We crafted similar messages that resonated in favor of change. Having a woman’s perspective included in the boardroom and executive suites of corporate America is touted as good for business. Making credit available for women entrepreneurs provides jobs, stimulates the economy, and, on a micro level, feeds families and educates children. Improved quality of life for professional women redounds favorably to a better quality of life for male peers. When interested parties are convinced that change advantages society, rather than only women, we make progress toward equality.
Philosophically, this is troubling. Until women’s equality is recognized, we must continue to manipulate public interest to obtain fairness. But only so much progress can be made by spinning women’s issues as public-interest issues.
Although our society gains greatly from diversity, certain issues solely belong to women and certain fights primarily benefit women. Sometimes the game is zero-sum, and gains for women do come at the expense of individual men: The more women who find berths at the top, the fewer positions available for men.
The mission of Vision 2020 is to achieve gender equality in time to celebrate the centennial of the 19th Amendment. The brave suffragists counted on us, the women of future generations, to use the vote to assure gender equality.
The United States spoke for individual freedom by ratifying our Constitution more than 230 years ago. Our Constitution provides for equal protection of our laws, but it does not specifically mandate gender equality. Since that time, country after country has adopted a constitution that confer gender equality, most recently Zimbabwe and Tunisia.
Women are told that, because we have achieved equality and barriers are melting away, a constitutional amendment is unnecessary. Or it would be largely symbolic and not worth the effort. Or that formal equality cannot incorporate the concept that women and men are different, with different needs, strengths, and weaknesses.

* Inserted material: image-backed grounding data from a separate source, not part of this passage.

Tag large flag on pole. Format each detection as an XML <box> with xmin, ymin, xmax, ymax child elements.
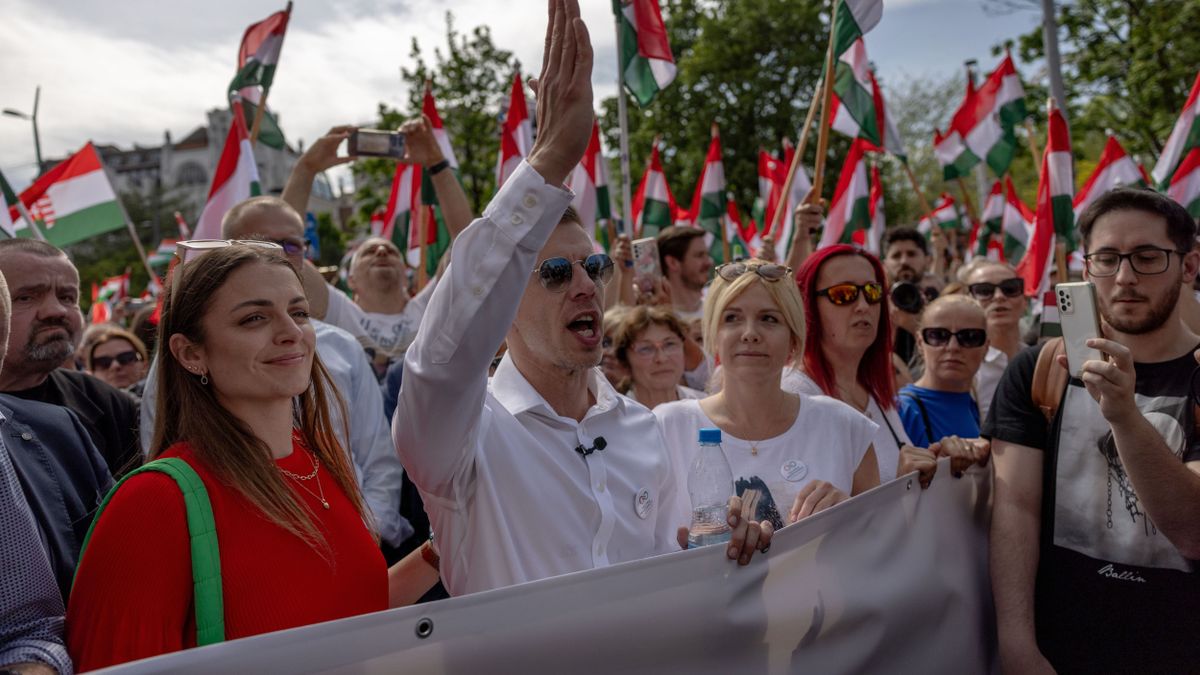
<box><xmin>832</xmin><ymin>0</ymin><xmax>884</xmax><ymax>58</ymax></box>
<box><xmin>1152</xmin><ymin>70</ymin><xmax>1200</xmax><ymax>190</ymax></box>
<box><xmin>423</xmin><ymin>85</ymin><xmax>459</xmax><ymax>171</ymax></box>
<box><xmin>229</xmin><ymin>4</ymin><xmax>292</xmax><ymax>150</ymax></box>
<box><xmin>853</xmin><ymin>159</ymin><xmax>885</xmax><ymax>254</ymax></box>
<box><xmin>723</xmin><ymin>196</ymin><xmax>752</xmax><ymax>261</ymax></box>
<box><xmin>1017</xmin><ymin>104</ymin><xmax>1073</xmax><ymax>297</ymax></box>
<box><xmin>979</xmin><ymin>177</ymin><xmax>1034</xmax><ymax>262</ymax></box>
<box><xmin>381</xmin><ymin>163</ymin><xmax>422</xmax><ymax>266</ymax></box>
<box><xmin>496</xmin><ymin>72</ymin><xmax>532</xmax><ymax>190</ymax></box>
<box><xmin>567</xmin><ymin>120</ymin><xmax>615</xmax><ymax>247</ymax></box>
<box><xmin>416</xmin><ymin>84</ymin><xmax>457</xmax><ymax>274</ymax></box>
<box><xmin>686</xmin><ymin>127</ymin><xmax>730</xmax><ymax>262</ymax></box>
<box><xmin>631</xmin><ymin>140</ymin><xmax>678</xmax><ymax>239</ymax></box>
<box><xmin>1165</xmin><ymin>147</ymin><xmax>1200</xmax><ymax>218</ymax></box>
<box><xmin>614</xmin><ymin>0</ymin><xmax>677</xmax><ymax>107</ymax></box>
<box><xmin>754</xmin><ymin>146</ymin><xmax>813</xmax><ymax>255</ymax></box>
<box><xmin>10</xmin><ymin>142</ymin><xmax>126</xmax><ymax>247</ymax></box>
<box><xmin>1074</xmin><ymin>135</ymin><xmax>1149</xmax><ymax>219</ymax></box>
<box><xmin>0</xmin><ymin>168</ymin><xmax>19</xmax><ymax>238</ymax></box>
<box><xmin>917</xmin><ymin>193</ymin><xmax>962</xmax><ymax>235</ymax></box>
<box><xmin>820</xmin><ymin>138</ymin><xmax>871</xmax><ymax>247</ymax></box>
<box><xmin>936</xmin><ymin>53</ymin><xmax>1027</xmax><ymax>179</ymax></box>
<box><xmin>195</xmin><ymin>98</ymin><xmax>262</xmax><ymax>239</ymax></box>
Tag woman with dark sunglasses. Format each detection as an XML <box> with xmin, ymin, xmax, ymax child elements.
<box><xmin>82</xmin><ymin>326</ymin><xmax>150</xmax><ymax>396</ymax></box>
<box><xmin>959</xmin><ymin>260</ymin><xmax>1028</xmax><ymax>422</ymax></box>
<box><xmin>897</xmin><ymin>295</ymin><xmax>989</xmax><ymax>448</ymax></box>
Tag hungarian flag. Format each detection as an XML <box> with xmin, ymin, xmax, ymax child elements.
<box><xmin>11</xmin><ymin>142</ymin><xmax>126</xmax><ymax>247</ymax></box>
<box><xmin>936</xmin><ymin>52</ymin><xmax>1027</xmax><ymax>179</ymax></box>
<box><xmin>754</xmin><ymin>146</ymin><xmax>813</xmax><ymax>256</ymax></box>
<box><xmin>417</xmin><ymin>85</ymin><xmax>457</xmax><ymax>274</ymax></box>
<box><xmin>614</xmin><ymin>0</ymin><xmax>677</xmax><ymax>107</ymax></box>
<box><xmin>1165</xmin><ymin>147</ymin><xmax>1200</xmax><ymax>218</ymax></box>
<box><xmin>832</xmin><ymin>0</ymin><xmax>884</xmax><ymax>59</ymax></box>
<box><xmin>381</xmin><ymin>163</ymin><xmax>422</xmax><ymax>267</ymax></box>
<box><xmin>496</xmin><ymin>72</ymin><xmax>532</xmax><ymax>189</ymax></box>
<box><xmin>1074</xmin><ymin>135</ymin><xmax>1150</xmax><ymax>219</ymax></box>
<box><xmin>195</xmin><ymin>98</ymin><xmax>262</xmax><ymax>239</ymax></box>
<box><xmin>829</xmin><ymin>38</ymin><xmax>904</xmax><ymax>158</ymax></box>
<box><xmin>917</xmin><ymin>193</ymin><xmax>962</xmax><ymax>235</ymax></box>
<box><xmin>1017</xmin><ymin>105</ymin><xmax>1073</xmax><ymax>297</ymax></box>
<box><xmin>980</xmin><ymin>177</ymin><xmax>1034</xmax><ymax>262</ymax></box>
<box><xmin>229</xmin><ymin>4</ymin><xmax>292</xmax><ymax>150</ymax></box>
<box><xmin>0</xmin><ymin>168</ymin><xmax>20</xmax><ymax>238</ymax></box>
<box><xmin>724</xmin><ymin>197</ymin><xmax>752</xmax><ymax>261</ymax></box>
<box><xmin>686</xmin><ymin>127</ymin><xmax>731</xmax><ymax>262</ymax></box>
<box><xmin>173</xmin><ymin>211</ymin><xmax>191</xmax><ymax>239</ymax></box>
<box><xmin>423</xmin><ymin>84</ymin><xmax>459</xmax><ymax>171</ymax></box>
<box><xmin>567</xmin><ymin>120</ymin><xmax>615</xmax><ymax>248</ymax></box>
<box><xmin>148</xmin><ymin>238</ymin><xmax>180</xmax><ymax>267</ymax></box>
<box><xmin>820</xmin><ymin>139</ymin><xmax>871</xmax><ymax>248</ymax></box>
<box><xmin>853</xmin><ymin>160</ymin><xmax>885</xmax><ymax>254</ymax></box>
<box><xmin>631</xmin><ymin>141</ymin><xmax>679</xmax><ymax>239</ymax></box>
<box><xmin>1152</xmin><ymin>70</ymin><xmax>1200</xmax><ymax>190</ymax></box>
<box><xmin>96</xmin><ymin>271</ymin><xmax>130</xmax><ymax>303</ymax></box>
<box><xmin>89</xmin><ymin>283</ymin><xmax>111</xmax><ymax>324</ymax></box>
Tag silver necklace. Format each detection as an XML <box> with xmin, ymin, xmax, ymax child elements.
<box><xmin>280</xmin><ymin>451</ymin><xmax>330</xmax><ymax>510</ymax></box>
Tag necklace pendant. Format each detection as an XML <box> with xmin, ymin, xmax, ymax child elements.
<box><xmin>321</xmin><ymin>500</ymin><xmax>330</xmax><ymax>510</ymax></box>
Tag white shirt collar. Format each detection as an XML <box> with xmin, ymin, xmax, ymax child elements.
<box><xmin>984</xmin><ymin>345</ymin><xmax>1008</xmax><ymax>364</ymax></box>
<box><xmin>491</xmin><ymin>353</ymin><xmax>624</xmax><ymax>420</ymax></box>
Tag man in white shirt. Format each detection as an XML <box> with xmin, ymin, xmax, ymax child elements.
<box><xmin>395</xmin><ymin>0</ymin><xmax>770</xmax><ymax>597</ymax></box>
<box><xmin>141</xmin><ymin>197</ymin><xmax>413</xmax><ymax>549</ymax></box>
<box><xmin>656</xmin><ymin>226</ymin><xmax>712</xmax><ymax>323</ymax></box>
<box><xmin>960</xmin><ymin>260</ymin><xmax>1027</xmax><ymax>422</ymax></box>
<box><xmin>283</xmin><ymin>115</ymin><xmax>474</xmax><ymax>361</ymax></box>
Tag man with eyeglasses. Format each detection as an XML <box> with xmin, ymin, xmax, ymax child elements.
<box><xmin>958</xmin><ymin>260</ymin><xmax>1028</xmax><ymax>422</ymax></box>
<box><xmin>394</xmin><ymin>0</ymin><xmax>769</xmax><ymax>597</ymax></box>
<box><xmin>985</xmin><ymin>188</ymin><xmax>1200</xmax><ymax>672</ymax></box>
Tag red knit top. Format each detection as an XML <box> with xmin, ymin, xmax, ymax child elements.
<box><xmin>66</xmin><ymin>438</ymin><xmax>386</xmax><ymax>672</ymax></box>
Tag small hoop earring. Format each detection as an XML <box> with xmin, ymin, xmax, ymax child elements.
<box><xmin>200</xmin><ymin>374</ymin><xmax>209</xmax><ymax>386</ymax></box>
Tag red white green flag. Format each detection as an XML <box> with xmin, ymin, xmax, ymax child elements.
<box><xmin>148</xmin><ymin>238</ymin><xmax>179</xmax><ymax>267</ymax></box>
<box><xmin>1152</xmin><ymin>70</ymin><xmax>1200</xmax><ymax>190</ymax></box>
<box><xmin>11</xmin><ymin>142</ymin><xmax>126</xmax><ymax>247</ymax></box>
<box><xmin>1074</xmin><ymin>135</ymin><xmax>1149</xmax><ymax>219</ymax></box>
<box><xmin>936</xmin><ymin>53</ymin><xmax>1027</xmax><ymax>179</ymax></box>
<box><xmin>829</xmin><ymin>36</ymin><xmax>903</xmax><ymax>159</ymax></box>
<box><xmin>820</xmin><ymin>139</ymin><xmax>871</xmax><ymax>247</ymax></box>
<box><xmin>979</xmin><ymin>177</ymin><xmax>1034</xmax><ymax>262</ymax></box>
<box><xmin>423</xmin><ymin>84</ymin><xmax>459</xmax><ymax>170</ymax></box>
<box><xmin>229</xmin><ymin>4</ymin><xmax>291</xmax><ymax>150</ymax></box>
<box><xmin>0</xmin><ymin>168</ymin><xmax>20</xmax><ymax>238</ymax></box>
<box><xmin>631</xmin><ymin>141</ymin><xmax>679</xmax><ymax>239</ymax></box>
<box><xmin>195</xmin><ymin>98</ymin><xmax>262</xmax><ymax>239</ymax></box>
<box><xmin>1166</xmin><ymin>147</ymin><xmax>1200</xmax><ymax>218</ymax></box>
<box><xmin>853</xmin><ymin>160</ymin><xmax>885</xmax><ymax>255</ymax></box>
<box><xmin>381</xmin><ymin>163</ymin><xmax>422</xmax><ymax>267</ymax></box>
<box><xmin>614</xmin><ymin>0</ymin><xmax>677</xmax><ymax>107</ymax></box>
<box><xmin>917</xmin><ymin>193</ymin><xmax>962</xmax><ymax>235</ymax></box>
<box><xmin>686</xmin><ymin>128</ymin><xmax>731</xmax><ymax>262</ymax></box>
<box><xmin>724</xmin><ymin>197</ymin><xmax>752</xmax><ymax>261</ymax></box>
<box><xmin>567</xmin><ymin>120</ymin><xmax>615</xmax><ymax>247</ymax></box>
<box><xmin>496</xmin><ymin>72</ymin><xmax>532</xmax><ymax>189</ymax></box>
<box><xmin>96</xmin><ymin>271</ymin><xmax>130</xmax><ymax>304</ymax></box>
<box><xmin>416</xmin><ymin>85</ymin><xmax>456</xmax><ymax>274</ymax></box>
<box><xmin>1017</xmin><ymin>106</ymin><xmax>1073</xmax><ymax>297</ymax></box>
<box><xmin>754</xmin><ymin>145</ymin><xmax>813</xmax><ymax>256</ymax></box>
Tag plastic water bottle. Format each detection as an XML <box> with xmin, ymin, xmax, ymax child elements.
<box><xmin>687</xmin><ymin>428</ymin><xmax>734</xmax><ymax>549</ymax></box>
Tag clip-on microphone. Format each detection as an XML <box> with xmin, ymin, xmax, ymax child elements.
<box><xmin>575</xmin><ymin>436</ymin><xmax>607</xmax><ymax>457</ymax></box>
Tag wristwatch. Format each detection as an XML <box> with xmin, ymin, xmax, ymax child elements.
<box><xmin>420</xmin><ymin>534</ymin><xmax>440</xmax><ymax>570</ymax></box>
<box><xmin>428</xmin><ymin>159</ymin><xmax>451</xmax><ymax>176</ymax></box>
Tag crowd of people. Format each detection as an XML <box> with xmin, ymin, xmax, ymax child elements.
<box><xmin>3</xmin><ymin>2</ymin><xmax>1199</xmax><ymax>673</ymax></box>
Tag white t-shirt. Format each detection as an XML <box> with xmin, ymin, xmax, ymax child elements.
<box><xmin>974</xmin><ymin>345</ymin><xmax>1008</xmax><ymax>424</ymax></box>
<box><xmin>323</xmin><ymin>278</ymin><xmax>437</xmax><ymax>358</ymax></box>
<box><xmin>626</xmin><ymin>384</ymin><xmax>705</xmax><ymax>409</ymax></box>
<box><xmin>781</xmin><ymin>368</ymin><xmax>910</xmax><ymax>482</ymax></box>
<box><xmin>654</xmin><ymin>396</ymin><xmax>876</xmax><ymax>530</ymax></box>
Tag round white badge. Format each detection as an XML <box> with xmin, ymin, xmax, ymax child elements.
<box><xmin>780</xmin><ymin>459</ymin><xmax>808</xmax><ymax>483</ymax></box>
<box><xmin>634</xmin><ymin>488</ymin><xmax>653</xmax><ymax>520</ymax></box>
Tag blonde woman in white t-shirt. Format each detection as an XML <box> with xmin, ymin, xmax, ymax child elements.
<box><xmin>655</xmin><ymin>260</ymin><xmax>880</xmax><ymax>534</ymax></box>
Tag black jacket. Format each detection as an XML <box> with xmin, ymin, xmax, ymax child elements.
<box><xmin>1</xmin><ymin>394</ymin><xmax>113</xmax><ymax>600</ymax></box>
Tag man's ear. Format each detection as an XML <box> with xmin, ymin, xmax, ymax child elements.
<box><xmin>663</xmin><ymin>256</ymin><xmax>681</xmax><ymax>277</ymax></box>
<box><xmin>1182</xmin><ymin>249</ymin><xmax>1200</xmax><ymax>284</ymax></box>
<box><xmin>169</xmin><ymin>333</ymin><xmax>207</xmax><ymax>377</ymax></box>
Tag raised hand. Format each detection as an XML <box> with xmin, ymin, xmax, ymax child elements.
<box><xmin>299</xmin><ymin>125</ymin><xmax>355</xmax><ymax>173</ymax></box>
<box><xmin>527</xmin><ymin>0</ymin><xmax>594</xmax><ymax>187</ymax></box>
<box><xmin>398</xmin><ymin>115</ymin><xmax>447</xmax><ymax>166</ymax></box>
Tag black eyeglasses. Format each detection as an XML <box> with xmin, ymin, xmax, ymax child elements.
<box><xmin>816</xmin><ymin>282</ymin><xmax>885</xmax><ymax>306</ymax></box>
<box><xmin>1083</xmin><ymin>247</ymin><xmax>1183</xmax><ymax>277</ymax></box>
<box><xmin>532</xmin><ymin>254</ymin><xmax>615</xmax><ymax>292</ymax></box>
<box><xmin>93</xmin><ymin>350</ymin><xmax>143</xmax><ymax>370</ymax></box>
<box><xmin>269</xmin><ymin>237</ymin><xmax>311</xmax><ymax>256</ymax></box>
<box><xmin>715</xmin><ymin>262</ymin><xmax>792</xmax><ymax>282</ymax></box>
<box><xmin>920</xmin><ymin>327</ymin><xmax>988</xmax><ymax>348</ymax></box>
<box><xmin>968</xmin><ymin>278</ymin><xmax>1025</xmax><ymax>301</ymax></box>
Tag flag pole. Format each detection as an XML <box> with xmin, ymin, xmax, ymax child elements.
<box><xmin>809</xmin><ymin>0</ymin><xmax>841</xmax><ymax>201</ymax></box>
<box><xmin>901</xmin><ymin>162</ymin><xmax>933</xmax><ymax>216</ymax></box>
<box><xmin>11</xmin><ymin>197</ymin><xmax>48</xmax><ymax>241</ymax></box>
<box><xmin>954</xmin><ymin>177</ymin><xmax>980</xmax><ymax>223</ymax></box>
<box><xmin>1047</xmin><ymin>97</ymin><xmax>1069</xmax><ymax>283</ymax></box>
<box><xmin>713</xmin><ymin>123</ymin><xmax>731</xmax><ymax>264</ymax></box>
<box><xmin>770</xmin><ymin>76</ymin><xmax>823</xmax><ymax>239</ymax></box>
<box><xmin>99</xmin><ymin>158</ymin><xmax>158</xmax><ymax>283</ymax></box>
<box><xmin>613</xmin><ymin>10</ymin><xmax>634</xmax><ymax>238</ymax></box>
<box><xmin>1024</xmin><ymin>118</ymin><xmax>1041</xmax><ymax>162</ymax></box>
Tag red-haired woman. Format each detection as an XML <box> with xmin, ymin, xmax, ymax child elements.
<box><xmin>785</xmin><ymin>245</ymin><xmax>913</xmax><ymax>482</ymax></box>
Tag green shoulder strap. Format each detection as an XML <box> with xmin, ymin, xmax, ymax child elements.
<box><xmin>74</xmin><ymin>457</ymin><xmax>226</xmax><ymax>646</ymax></box>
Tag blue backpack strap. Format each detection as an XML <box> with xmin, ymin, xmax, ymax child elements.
<box><xmin>75</xmin><ymin>457</ymin><xmax>225</xmax><ymax>646</ymax></box>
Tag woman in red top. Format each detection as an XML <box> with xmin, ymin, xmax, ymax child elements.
<box><xmin>67</xmin><ymin>243</ymin><xmax>438</xmax><ymax>671</ymax></box>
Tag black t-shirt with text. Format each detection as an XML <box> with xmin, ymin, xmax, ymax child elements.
<box><xmin>983</xmin><ymin>342</ymin><xmax>1200</xmax><ymax>673</ymax></box>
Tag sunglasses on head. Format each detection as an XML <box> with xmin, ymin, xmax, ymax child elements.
<box><xmin>532</xmin><ymin>254</ymin><xmax>615</xmax><ymax>292</ymax></box>
<box><xmin>175</xmin><ymin>239</ymin><xmax>284</xmax><ymax>264</ymax></box>
<box><xmin>968</xmin><ymin>278</ymin><xmax>1024</xmax><ymax>300</ymax></box>
<box><xmin>816</xmin><ymin>282</ymin><xmax>885</xmax><ymax>306</ymax></box>
<box><xmin>93</xmin><ymin>350</ymin><xmax>142</xmax><ymax>370</ymax></box>
<box><xmin>715</xmin><ymin>262</ymin><xmax>792</xmax><ymax>282</ymax></box>
<box><xmin>920</xmin><ymin>327</ymin><xmax>988</xmax><ymax>348</ymax></box>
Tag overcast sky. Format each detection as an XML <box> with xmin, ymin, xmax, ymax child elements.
<box><xmin>0</xmin><ymin>0</ymin><xmax>1040</xmax><ymax>191</ymax></box>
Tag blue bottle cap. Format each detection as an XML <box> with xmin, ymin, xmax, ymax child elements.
<box><xmin>698</xmin><ymin>428</ymin><xmax>722</xmax><ymax>444</ymax></box>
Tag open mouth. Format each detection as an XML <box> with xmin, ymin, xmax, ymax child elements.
<box><xmin>566</xmin><ymin>312</ymin><xmax>600</xmax><ymax>346</ymax></box>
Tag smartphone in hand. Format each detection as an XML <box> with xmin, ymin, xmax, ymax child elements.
<box><xmin>1056</xmin><ymin>281</ymin><xmax>1104</xmax><ymax>378</ymax></box>
<box><xmin>631</xmin><ymin>237</ymin><xmax>661</xmax><ymax>294</ymax></box>
<box><xmin>349</xmin><ymin>129</ymin><xmax>406</xmax><ymax>158</ymax></box>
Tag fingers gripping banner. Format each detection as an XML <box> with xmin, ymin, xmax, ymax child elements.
<box><xmin>102</xmin><ymin>459</ymin><xmax>995</xmax><ymax>674</ymax></box>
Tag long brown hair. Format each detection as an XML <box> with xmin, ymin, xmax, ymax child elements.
<box><xmin>151</xmin><ymin>245</ymin><xmax>368</xmax><ymax>552</ymax></box>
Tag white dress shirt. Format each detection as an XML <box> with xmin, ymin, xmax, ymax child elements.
<box><xmin>394</xmin><ymin>161</ymin><xmax>690</xmax><ymax>597</ymax></box>
<box><xmin>140</xmin><ymin>319</ymin><xmax>412</xmax><ymax>546</ymax></box>
<box><xmin>974</xmin><ymin>345</ymin><xmax>1008</xmax><ymax>425</ymax></box>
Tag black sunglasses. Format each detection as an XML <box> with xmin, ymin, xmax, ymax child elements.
<box><xmin>93</xmin><ymin>350</ymin><xmax>143</xmax><ymax>370</ymax></box>
<box><xmin>816</xmin><ymin>282</ymin><xmax>885</xmax><ymax>306</ymax></box>
<box><xmin>920</xmin><ymin>327</ymin><xmax>988</xmax><ymax>348</ymax></box>
<box><xmin>968</xmin><ymin>278</ymin><xmax>1024</xmax><ymax>300</ymax></box>
<box><xmin>532</xmin><ymin>254</ymin><xmax>615</xmax><ymax>292</ymax></box>
<box><xmin>715</xmin><ymin>262</ymin><xmax>792</xmax><ymax>282</ymax></box>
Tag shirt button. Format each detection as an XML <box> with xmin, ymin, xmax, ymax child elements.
<box><xmin>473</xmin><ymin>286</ymin><xmax>483</xmax><ymax>296</ymax></box>
<box><xmin>596</xmin><ymin>483</ymin><xmax>605</xmax><ymax>492</ymax></box>
<box><xmin>21</xmin><ymin>432</ymin><xmax>33</xmax><ymax>441</ymax></box>
<box><xmin>510</xmin><ymin>213</ymin><xmax>524</xmax><ymax>226</ymax></box>
<box><xmin>523</xmin><ymin>194</ymin><xmax>538</xmax><ymax>208</ymax></box>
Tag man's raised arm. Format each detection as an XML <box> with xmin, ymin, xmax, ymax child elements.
<box><xmin>393</xmin><ymin>0</ymin><xmax>594</xmax><ymax>497</ymax></box>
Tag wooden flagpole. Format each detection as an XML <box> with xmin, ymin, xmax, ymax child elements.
<box><xmin>713</xmin><ymin>123</ymin><xmax>731</xmax><ymax>264</ymax></box>
<box><xmin>808</xmin><ymin>0</ymin><xmax>841</xmax><ymax>202</ymax></box>
<box><xmin>613</xmin><ymin>7</ymin><xmax>635</xmax><ymax>238</ymax></box>
<box><xmin>99</xmin><ymin>157</ymin><xmax>158</xmax><ymax>283</ymax></box>
<box><xmin>11</xmin><ymin>197</ymin><xmax>48</xmax><ymax>241</ymax></box>
<box><xmin>901</xmin><ymin>162</ymin><xmax>933</xmax><ymax>217</ymax></box>
<box><xmin>770</xmin><ymin>76</ymin><xmax>823</xmax><ymax>250</ymax></box>
<box><xmin>1024</xmin><ymin>118</ymin><xmax>1041</xmax><ymax>162</ymax></box>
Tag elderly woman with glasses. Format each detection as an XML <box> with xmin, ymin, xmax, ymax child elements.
<box><xmin>610</xmin><ymin>306</ymin><xmax>703</xmax><ymax>409</ymax></box>
<box><xmin>656</xmin><ymin>260</ymin><xmax>880</xmax><ymax>536</ymax></box>
<box><xmin>67</xmin><ymin>241</ymin><xmax>439</xmax><ymax>671</ymax></box>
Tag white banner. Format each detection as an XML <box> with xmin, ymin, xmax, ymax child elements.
<box><xmin>100</xmin><ymin>459</ymin><xmax>995</xmax><ymax>674</ymax></box>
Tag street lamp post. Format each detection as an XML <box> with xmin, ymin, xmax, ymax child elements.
<box><xmin>3</xmin><ymin>85</ymin><xmax>43</xmax><ymax>171</ymax></box>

Instead of a constitutional amendment, we relegate gender equality to legislation and court interpretation.
It is time to affirm that equality of opportunity, pay, and respect, and a standard of fairness applied equally to men and women, are fundamental principles of our country, and are not subject to the whims of our Congress and the political composition of our Supreme Court.
We must publicly, noisily, and brilliantly radiate courage and demand gender equality.